FACT: That’s actually cardiac arrest! Heart failure, on the other hand, simply means that your heart isn’t pumping blood as well as it should. The symptoms of these two conditions also differ: a person in cardiac arrest may fall unconscious and stop breathing, while a person with heart failure may experience a persistent cough, shortness of breath, or swelling of the feet and ankles.

MYTH: Women, especially young women, don’t need to worry about heart disease.

FACT: Heart disease kills over a fourth of women and men, so no one should get too complacent. The same risk factors that predispose men to heart disease (such as obesity, high blood pressure, and Type II diabetes) also put women at risk. However, men are more likely to get heart attacks in their mid-50s, while women are more likely to get them in their mid-60s.

MYTH: It’s dangerous to exercise if you have heart disease.

FACT: If anything, it’s dangerous not to! If you’ve been diagnosed with heart disease, you should make an exercise plan that works with you for your doctor and be sure to follow it. Exercise helps strengthen your heart muscle, and it’s been found to reduce the likelihood of people with heart disease having a first or another heart attack. Studies have also shown that heart attack survivors who implement healthy changes and start exercising regularly tend to live longer than those who don’t.

MYTH: You don’t need to think about your cholesterol levels until you’re middle-aged.

FACT: You should get your cholesterol levels checked beginning at age 20 (and maybe even earlier if heart disease runs in your family) and at least every 5 years after that.
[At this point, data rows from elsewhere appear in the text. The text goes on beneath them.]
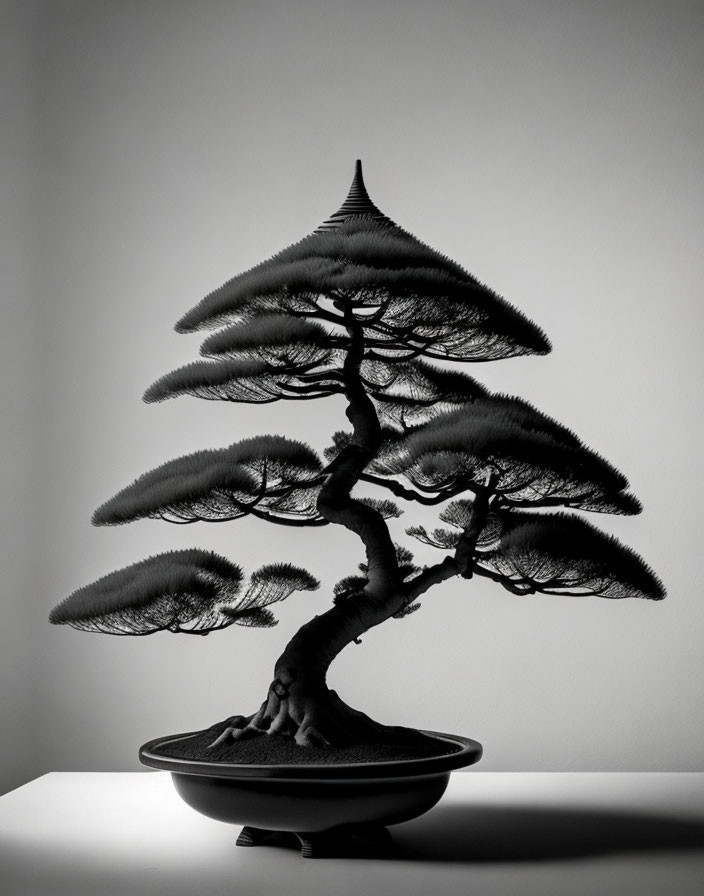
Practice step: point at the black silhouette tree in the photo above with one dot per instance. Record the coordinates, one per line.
(362, 309)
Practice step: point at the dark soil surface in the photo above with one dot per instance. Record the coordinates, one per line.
(278, 750)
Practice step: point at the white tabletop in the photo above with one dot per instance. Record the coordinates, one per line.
(101, 834)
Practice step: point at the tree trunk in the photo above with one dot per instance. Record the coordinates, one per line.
(299, 703)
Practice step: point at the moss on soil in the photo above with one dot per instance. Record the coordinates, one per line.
(276, 750)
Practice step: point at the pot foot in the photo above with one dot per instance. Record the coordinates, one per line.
(354, 840)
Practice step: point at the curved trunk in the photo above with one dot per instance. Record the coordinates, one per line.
(299, 702)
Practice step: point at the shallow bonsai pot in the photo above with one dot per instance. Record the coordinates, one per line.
(327, 807)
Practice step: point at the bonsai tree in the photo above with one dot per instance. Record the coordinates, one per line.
(363, 310)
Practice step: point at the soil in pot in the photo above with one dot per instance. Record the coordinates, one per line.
(407, 743)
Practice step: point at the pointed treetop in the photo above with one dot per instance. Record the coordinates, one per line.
(357, 203)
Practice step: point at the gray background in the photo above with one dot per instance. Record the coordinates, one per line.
(154, 149)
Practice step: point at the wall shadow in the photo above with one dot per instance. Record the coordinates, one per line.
(539, 834)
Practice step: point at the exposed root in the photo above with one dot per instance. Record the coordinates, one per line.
(320, 720)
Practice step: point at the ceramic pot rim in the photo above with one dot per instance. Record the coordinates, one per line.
(470, 752)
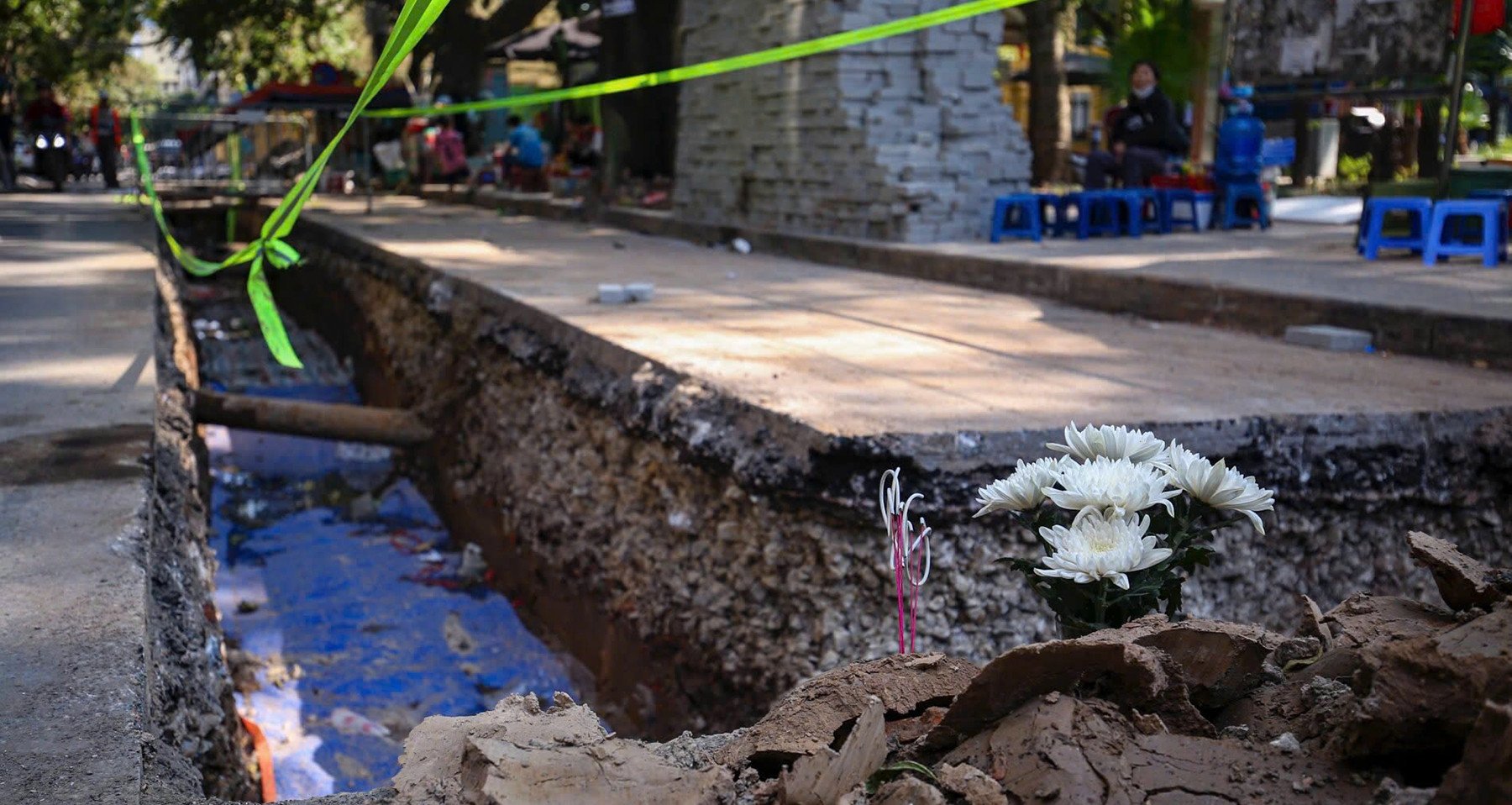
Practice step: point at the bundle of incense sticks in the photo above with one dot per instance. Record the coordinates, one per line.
(909, 554)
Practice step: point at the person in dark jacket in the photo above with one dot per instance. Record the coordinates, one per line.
(1145, 136)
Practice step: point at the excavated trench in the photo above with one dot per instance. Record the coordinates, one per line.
(699, 555)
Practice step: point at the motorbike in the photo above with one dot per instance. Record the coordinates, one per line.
(52, 156)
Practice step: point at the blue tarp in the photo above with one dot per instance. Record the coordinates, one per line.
(336, 610)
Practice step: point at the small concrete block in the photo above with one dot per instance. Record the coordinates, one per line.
(612, 294)
(1323, 336)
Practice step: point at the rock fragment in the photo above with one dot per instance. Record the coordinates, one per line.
(1485, 771)
(907, 792)
(1462, 581)
(826, 775)
(971, 784)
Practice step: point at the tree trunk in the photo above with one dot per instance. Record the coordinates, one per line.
(642, 126)
(460, 39)
(1050, 108)
(1431, 151)
(1299, 130)
(1494, 109)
Meanwhile, you should continue eating a healthy diet low in saturated and trans fats and getting enough physical activity, so that your cholesterol remains at a healthy level.

MYTH: If heart disease runs in your family, there’s nothing you can do to prevent it.

FACT: Genetics is just one piece of the puzzle. Although you may be at higher risk if you have a family history of heart disease, you can still take steps to significantly reduce your chances of developing heart disease: get enough physical activity, keep your cholesterol level, blood pressure, and blood sugar at a healthy level, and quit or don’t start smoking.

Despite an estimated 80% of cardiovascular disease being preventable, it continues to claim the lives of nearly 1 in 3 Americans today. This Valentine’s Day, show yourself some love and commit to keeping your real heart in the best shape possible. And as always, stay healthy and stay safe!